Tageszeitungen 2028: Es ist erstaunlich. Von den 57 Schweizer Tageszeitungen, die es Anfang 2018 gab, gibt es 2028 immer noch 50 Stück. Fast alle erscheinen weiterhin auf Papier, manche allerdings nur noch drei- oder viermal pro Woche in gedruckter Form. Nur ein paar Titel, wie etwa die Boulevardblätter Blick und Le Matin, werden bloß noch online publiziert.

Größtes Zeitungshaus sind mit 22 Tageszeitungen die AZ Medien. Sie haben die Regionalblätter der NZZ-Gruppe übernommen, wie das schon 2017 vertraglich vereinbart wurde.
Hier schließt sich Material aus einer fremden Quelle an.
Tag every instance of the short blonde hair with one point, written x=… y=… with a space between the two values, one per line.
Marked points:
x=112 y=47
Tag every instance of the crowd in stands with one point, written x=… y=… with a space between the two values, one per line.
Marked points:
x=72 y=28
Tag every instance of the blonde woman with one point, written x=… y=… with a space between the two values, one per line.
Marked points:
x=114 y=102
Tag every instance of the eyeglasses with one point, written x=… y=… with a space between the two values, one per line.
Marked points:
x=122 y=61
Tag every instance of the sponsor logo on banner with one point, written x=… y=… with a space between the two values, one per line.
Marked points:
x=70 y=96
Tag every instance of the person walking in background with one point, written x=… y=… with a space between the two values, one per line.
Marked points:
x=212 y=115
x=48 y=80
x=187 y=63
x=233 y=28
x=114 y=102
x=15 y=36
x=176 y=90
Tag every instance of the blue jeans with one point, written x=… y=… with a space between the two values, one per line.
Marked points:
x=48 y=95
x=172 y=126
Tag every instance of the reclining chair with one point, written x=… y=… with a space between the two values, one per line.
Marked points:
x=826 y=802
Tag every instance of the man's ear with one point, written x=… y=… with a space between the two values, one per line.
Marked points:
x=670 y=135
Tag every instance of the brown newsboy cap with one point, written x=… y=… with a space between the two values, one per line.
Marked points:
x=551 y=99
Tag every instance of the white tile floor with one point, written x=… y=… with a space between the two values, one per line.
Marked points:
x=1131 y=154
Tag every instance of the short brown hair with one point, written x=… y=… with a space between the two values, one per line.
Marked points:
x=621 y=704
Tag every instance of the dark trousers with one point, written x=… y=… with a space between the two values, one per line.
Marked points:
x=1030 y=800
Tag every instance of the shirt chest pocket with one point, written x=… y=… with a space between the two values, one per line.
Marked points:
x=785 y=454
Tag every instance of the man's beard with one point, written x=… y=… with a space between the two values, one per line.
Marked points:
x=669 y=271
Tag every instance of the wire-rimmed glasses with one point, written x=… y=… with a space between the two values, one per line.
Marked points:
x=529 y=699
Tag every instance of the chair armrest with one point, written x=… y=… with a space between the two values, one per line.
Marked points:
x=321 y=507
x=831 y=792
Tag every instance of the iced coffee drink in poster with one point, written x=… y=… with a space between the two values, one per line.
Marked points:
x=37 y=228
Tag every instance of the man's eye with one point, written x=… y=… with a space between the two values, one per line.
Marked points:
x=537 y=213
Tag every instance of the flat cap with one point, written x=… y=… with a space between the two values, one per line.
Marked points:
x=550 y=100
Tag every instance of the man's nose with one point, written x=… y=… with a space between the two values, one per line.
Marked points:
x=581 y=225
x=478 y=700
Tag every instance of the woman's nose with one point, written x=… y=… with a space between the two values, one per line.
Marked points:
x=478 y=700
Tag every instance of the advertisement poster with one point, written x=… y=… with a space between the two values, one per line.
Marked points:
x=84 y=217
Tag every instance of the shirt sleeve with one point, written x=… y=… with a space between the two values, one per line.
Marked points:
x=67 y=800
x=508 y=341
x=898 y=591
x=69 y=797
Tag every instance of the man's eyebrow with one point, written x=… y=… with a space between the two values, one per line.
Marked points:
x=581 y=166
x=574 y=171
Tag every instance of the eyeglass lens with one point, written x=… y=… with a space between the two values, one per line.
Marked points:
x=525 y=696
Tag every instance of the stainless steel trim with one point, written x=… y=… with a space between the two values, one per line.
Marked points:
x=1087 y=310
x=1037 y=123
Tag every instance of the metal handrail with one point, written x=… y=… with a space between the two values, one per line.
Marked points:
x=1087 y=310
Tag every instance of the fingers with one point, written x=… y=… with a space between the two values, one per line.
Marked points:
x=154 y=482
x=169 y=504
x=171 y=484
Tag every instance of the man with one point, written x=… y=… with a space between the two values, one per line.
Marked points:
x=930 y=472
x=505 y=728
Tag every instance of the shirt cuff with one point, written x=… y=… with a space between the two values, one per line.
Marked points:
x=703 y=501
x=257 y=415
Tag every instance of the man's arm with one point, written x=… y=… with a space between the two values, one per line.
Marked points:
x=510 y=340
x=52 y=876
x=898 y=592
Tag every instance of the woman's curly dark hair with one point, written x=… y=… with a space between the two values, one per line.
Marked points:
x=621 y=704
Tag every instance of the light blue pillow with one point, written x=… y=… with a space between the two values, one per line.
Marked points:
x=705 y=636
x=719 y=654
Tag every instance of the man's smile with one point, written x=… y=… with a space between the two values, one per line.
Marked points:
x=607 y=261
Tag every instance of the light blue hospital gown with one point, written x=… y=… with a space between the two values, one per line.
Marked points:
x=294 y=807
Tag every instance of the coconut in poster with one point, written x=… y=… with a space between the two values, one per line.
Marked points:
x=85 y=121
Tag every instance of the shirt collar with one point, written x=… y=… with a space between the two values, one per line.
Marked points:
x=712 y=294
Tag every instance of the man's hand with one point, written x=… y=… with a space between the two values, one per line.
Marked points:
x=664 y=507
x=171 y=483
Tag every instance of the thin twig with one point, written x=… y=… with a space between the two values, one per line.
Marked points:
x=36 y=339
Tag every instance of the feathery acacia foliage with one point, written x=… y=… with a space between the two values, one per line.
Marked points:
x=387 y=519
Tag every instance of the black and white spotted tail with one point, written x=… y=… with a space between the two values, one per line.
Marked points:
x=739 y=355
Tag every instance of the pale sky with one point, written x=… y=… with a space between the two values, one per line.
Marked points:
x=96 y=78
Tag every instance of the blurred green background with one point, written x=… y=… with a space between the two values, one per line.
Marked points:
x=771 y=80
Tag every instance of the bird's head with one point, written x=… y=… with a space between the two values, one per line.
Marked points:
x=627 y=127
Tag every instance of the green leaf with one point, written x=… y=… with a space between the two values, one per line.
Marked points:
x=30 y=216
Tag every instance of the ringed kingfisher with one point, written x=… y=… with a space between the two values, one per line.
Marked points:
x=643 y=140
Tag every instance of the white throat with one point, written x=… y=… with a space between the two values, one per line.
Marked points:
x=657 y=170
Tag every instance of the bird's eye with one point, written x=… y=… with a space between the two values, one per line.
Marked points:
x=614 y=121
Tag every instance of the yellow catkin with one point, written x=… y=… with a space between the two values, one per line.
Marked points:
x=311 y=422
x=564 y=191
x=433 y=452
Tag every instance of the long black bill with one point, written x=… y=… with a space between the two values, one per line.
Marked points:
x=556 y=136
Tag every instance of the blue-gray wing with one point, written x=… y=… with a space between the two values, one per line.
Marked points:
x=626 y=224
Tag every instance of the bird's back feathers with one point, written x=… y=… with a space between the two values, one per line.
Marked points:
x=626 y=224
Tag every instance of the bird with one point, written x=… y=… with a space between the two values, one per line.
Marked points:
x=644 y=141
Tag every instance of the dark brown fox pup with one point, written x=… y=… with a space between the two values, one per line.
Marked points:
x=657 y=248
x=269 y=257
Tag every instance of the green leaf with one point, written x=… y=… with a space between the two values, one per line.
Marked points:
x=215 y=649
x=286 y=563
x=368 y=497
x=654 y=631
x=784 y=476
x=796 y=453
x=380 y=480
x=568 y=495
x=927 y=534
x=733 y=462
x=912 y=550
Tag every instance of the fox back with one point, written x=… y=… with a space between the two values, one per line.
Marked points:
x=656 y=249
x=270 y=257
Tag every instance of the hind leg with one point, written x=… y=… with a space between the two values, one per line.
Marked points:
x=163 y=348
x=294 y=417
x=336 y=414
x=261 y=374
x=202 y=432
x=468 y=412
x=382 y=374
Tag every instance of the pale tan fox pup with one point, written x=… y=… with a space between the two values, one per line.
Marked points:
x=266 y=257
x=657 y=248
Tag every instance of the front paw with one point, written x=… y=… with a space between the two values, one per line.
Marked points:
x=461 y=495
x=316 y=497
Die hohe Überlebensquote der Zeitungen erklärt sich damit, dass sie endlich ein tragfähiges Geschäftsmodell gefunden haben. Das Modell ist der konsequente Lokaljournalismus, der nur via bezahlte Abos zu haben ist. Den nationalen und internationalen Teil hingegen beziehen alle Blätter von zwei externen Quellen, entweder aus dem AZ-News-Pool oder dem Tamedia-News-Pool. Auch kleine unabhängige Titel wie Freiburger Nachrichten oder Walliser Bote kaufen ihre überregionalen Inhalte von einem der beiden Pools.

Bleibt die große Ausnahme. Die NZZ macht 2028 weiterhin ihr Blatt wie in alten Zeiten. Die Redaktion interessiert sich für die große Welt und die große Politik und schreibt als einzige Redaktion all ihre Texte selbst. Eine Kapitalerhöhung durch die Aktionäre hat dafür gesorgt, dass das Gegenmodell NZZ noch lange überlebt.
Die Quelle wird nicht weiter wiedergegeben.